Prediction using decision tree
Once the decision tree is built using one of the above methods, we use the predict method to get results for the test data. In this function, test data and decision tree are passed as parameters. For every row in the data set, tree is traversed, and decision class is obtained. This function lets us traverse the tree while looking for a match in the branch searched (A, G, C, T) and the branch of the tree.
Implementation
The algorithm is implemented in python 3.8.1. The libraries used are Pandas (handling dataset), Graphviz (Visualizing the tree), NumPy (calculating log values).
Tree:
The tree data structure is stored as an object of class tree. Tree object consists:
> tree.data (Node)
> branches (List of branch objects)
--The branch object consists of a branch value and a tree object
Build tree function:
This function finds highest Information gain/lowest Gini impurity/lowest Misclassification Error, depending on the algorithm used and calls itself recursively passing the sub dataset to the function thus building a tree.
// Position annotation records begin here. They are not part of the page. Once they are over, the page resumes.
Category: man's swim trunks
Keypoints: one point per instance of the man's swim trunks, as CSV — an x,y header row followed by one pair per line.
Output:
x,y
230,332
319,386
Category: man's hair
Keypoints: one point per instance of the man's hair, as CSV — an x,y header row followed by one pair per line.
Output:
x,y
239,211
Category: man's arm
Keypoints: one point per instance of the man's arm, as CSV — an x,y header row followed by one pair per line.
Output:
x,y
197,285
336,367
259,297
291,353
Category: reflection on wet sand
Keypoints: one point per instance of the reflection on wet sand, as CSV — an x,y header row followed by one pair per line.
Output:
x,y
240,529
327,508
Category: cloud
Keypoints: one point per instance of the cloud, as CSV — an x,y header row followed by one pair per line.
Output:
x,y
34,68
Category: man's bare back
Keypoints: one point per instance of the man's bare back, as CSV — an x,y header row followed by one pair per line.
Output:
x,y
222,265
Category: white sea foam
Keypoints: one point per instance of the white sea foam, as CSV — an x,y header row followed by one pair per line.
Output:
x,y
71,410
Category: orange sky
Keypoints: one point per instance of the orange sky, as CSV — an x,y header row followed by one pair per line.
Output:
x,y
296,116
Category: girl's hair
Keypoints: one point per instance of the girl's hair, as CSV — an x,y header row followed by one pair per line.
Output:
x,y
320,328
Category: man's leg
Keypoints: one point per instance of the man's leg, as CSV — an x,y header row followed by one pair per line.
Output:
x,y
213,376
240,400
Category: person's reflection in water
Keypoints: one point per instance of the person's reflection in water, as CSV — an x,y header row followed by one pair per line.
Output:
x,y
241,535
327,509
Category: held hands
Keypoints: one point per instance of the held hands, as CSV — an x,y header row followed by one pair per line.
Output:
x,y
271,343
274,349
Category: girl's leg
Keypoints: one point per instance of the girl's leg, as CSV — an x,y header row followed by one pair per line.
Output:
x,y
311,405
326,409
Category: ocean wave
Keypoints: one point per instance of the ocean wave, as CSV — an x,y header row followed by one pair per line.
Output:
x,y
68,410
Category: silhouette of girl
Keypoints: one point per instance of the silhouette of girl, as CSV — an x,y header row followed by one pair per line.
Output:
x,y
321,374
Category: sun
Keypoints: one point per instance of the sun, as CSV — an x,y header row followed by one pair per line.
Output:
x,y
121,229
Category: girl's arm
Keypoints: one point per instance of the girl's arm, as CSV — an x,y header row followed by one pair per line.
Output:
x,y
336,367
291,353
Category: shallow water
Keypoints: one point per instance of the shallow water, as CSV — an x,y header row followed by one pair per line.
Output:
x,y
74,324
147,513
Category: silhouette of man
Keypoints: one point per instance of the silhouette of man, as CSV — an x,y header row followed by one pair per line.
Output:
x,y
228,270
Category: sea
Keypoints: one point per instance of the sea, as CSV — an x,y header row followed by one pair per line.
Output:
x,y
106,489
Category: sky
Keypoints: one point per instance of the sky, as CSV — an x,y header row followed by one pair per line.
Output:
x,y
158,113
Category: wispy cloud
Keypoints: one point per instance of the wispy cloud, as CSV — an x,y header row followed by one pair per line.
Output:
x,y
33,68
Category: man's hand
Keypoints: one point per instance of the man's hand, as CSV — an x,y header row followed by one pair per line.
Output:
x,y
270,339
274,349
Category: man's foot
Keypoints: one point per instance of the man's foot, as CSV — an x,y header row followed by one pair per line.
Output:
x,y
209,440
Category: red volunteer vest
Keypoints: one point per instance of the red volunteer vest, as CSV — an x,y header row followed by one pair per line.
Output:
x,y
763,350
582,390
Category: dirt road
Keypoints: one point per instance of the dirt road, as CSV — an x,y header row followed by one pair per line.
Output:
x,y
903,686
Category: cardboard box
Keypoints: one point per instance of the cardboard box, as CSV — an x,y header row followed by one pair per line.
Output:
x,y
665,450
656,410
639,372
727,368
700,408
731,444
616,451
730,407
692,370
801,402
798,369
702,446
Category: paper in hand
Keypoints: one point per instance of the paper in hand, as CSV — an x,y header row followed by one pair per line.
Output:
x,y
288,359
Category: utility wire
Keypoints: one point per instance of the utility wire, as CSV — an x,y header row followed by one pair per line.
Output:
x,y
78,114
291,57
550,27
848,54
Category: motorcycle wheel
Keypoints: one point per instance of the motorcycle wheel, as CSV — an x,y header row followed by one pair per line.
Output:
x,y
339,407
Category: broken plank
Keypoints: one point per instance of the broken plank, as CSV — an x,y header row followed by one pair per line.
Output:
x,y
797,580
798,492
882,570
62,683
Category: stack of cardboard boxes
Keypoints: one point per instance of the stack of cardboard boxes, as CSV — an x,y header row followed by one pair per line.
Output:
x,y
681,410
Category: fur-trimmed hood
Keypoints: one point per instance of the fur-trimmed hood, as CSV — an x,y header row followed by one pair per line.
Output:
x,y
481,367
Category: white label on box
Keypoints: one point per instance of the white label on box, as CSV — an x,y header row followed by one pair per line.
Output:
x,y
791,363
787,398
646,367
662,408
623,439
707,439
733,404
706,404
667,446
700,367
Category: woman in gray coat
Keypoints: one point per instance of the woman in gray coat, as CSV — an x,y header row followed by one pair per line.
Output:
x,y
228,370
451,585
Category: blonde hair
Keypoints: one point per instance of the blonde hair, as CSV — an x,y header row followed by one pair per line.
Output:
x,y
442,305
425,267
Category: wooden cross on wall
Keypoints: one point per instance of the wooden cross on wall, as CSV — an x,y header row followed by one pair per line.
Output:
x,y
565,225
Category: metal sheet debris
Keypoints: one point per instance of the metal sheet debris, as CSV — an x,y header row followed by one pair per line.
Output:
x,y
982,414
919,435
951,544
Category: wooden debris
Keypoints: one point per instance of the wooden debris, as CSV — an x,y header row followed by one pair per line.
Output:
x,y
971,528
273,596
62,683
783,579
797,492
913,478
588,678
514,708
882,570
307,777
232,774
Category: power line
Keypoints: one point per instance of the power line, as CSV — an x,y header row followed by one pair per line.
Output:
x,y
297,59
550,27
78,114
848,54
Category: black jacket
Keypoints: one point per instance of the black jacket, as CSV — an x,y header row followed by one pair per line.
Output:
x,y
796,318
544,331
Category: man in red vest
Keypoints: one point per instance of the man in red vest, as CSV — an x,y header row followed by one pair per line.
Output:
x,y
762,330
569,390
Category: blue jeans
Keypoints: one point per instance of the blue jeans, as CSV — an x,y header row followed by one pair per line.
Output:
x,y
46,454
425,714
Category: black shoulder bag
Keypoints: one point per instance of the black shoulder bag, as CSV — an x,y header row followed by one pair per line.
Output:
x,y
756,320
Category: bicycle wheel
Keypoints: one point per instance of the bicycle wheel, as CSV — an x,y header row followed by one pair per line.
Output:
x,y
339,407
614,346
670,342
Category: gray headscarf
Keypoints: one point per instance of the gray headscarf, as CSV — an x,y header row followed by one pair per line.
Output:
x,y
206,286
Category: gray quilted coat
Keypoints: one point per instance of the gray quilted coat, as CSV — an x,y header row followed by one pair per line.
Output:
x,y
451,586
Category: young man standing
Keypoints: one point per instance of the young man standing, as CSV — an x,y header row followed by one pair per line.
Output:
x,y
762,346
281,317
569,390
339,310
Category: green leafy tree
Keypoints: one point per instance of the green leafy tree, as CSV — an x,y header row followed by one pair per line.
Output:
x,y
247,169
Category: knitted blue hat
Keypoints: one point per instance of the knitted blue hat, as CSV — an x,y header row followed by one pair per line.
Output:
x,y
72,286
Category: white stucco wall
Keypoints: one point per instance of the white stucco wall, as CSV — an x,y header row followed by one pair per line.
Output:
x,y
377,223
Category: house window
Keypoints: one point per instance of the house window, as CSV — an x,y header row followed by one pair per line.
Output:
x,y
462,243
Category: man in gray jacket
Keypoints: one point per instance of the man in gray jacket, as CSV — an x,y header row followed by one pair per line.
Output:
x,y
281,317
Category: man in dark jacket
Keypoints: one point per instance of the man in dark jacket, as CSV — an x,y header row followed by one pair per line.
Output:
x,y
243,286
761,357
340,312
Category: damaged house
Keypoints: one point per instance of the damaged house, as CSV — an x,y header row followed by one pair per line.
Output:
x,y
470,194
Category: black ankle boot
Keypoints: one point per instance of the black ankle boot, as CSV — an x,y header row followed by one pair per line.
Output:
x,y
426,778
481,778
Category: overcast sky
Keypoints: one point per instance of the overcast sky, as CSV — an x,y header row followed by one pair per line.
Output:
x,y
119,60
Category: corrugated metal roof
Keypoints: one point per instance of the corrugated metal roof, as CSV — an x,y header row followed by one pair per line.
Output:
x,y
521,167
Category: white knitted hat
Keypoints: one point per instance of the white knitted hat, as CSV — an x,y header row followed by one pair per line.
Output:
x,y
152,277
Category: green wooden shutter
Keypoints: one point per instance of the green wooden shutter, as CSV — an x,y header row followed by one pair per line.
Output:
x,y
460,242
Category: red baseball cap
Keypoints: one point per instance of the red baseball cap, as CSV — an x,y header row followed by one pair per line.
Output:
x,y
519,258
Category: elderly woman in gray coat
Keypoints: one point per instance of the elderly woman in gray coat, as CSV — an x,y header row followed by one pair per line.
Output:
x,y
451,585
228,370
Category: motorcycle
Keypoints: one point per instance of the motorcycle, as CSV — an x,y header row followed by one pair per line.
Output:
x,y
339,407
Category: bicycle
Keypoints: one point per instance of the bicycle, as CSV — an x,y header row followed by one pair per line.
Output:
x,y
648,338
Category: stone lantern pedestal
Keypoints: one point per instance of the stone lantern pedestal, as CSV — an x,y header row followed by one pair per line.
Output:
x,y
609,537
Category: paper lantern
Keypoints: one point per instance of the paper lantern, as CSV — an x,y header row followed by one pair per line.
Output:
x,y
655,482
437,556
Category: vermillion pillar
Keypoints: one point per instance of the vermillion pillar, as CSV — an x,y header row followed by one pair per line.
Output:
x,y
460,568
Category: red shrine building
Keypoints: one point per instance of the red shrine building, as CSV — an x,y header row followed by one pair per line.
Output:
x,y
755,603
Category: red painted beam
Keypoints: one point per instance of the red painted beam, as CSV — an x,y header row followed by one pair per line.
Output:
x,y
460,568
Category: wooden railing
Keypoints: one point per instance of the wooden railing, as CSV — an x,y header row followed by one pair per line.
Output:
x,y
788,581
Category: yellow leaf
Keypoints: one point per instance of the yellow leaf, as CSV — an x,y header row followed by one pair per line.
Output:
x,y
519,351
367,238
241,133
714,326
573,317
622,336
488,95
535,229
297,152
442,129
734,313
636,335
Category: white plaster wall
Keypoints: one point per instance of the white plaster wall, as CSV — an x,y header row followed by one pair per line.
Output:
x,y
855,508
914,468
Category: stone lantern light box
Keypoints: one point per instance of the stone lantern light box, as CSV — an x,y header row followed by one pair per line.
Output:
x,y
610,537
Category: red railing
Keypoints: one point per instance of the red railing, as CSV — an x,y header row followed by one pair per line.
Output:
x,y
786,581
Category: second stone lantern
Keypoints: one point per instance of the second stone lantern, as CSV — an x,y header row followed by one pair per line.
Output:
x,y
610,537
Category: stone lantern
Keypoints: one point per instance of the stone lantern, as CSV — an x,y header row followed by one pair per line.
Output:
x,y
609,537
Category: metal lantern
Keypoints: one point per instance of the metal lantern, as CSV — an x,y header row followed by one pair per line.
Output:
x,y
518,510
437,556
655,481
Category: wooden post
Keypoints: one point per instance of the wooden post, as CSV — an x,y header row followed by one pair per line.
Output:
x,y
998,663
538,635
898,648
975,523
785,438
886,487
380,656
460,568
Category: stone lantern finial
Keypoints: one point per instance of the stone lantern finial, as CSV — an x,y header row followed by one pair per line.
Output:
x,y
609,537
Accuracy values obtained (from Kaggle)
ID3 (Entropy & Information Gain):
➢ 89.6%
ID3 (Entropy & Information Gain) and post pruning:
➢ 87.931%
CART with Gini Impurity:
➢ 87.216%
CART with Gini Impurity and post pruning: 90.6
Misclassification Error: 87.6 our
Misclassification Error and post pruning: 90.87 our
ID3 (Entropy & Information Gain) with Chi square split stopping and post pruning:
➢ 90.2461% (95% confidence interval)
➢ 91.386% (99% confidence interval)
ID3 (Entropy & Information Gain) with Chi square split stopping:
➢ 88.46% (99% confidence interval)
CART (Gini Impurity) with Chi square split stopping and post pruning:
➢ 91.806% (95% confidence interval)
➢ 92.857% (99% confidence interval)
CART (Gini Impurity) with Chi square split stopping:
➢ 87.18%, 88.2% our code (99% confidence interval)
Misclassification Error with Chi square split stopping and post pruning:
➢ 91.6% our, 89.705% (99% confidence interval)
Result:
From the tests we have observed that, best results are seen while using CART (Based on Gini index) and implementing Chi Square test (with 99% confidence) to stop splitting and post pruning the resulting tree with an accuracy of 92.857%. The next best results where observed from the same configuration but with 95% confidence interval.
ID3 using entropy gave the next best outcome, resulting in an accuracy of 91.38% under the configuration of Chi square test and post pruning the tree.
The decision tree built using the miss classification error resulted in the least useful tree which resulted in an accuracy of 89.7%.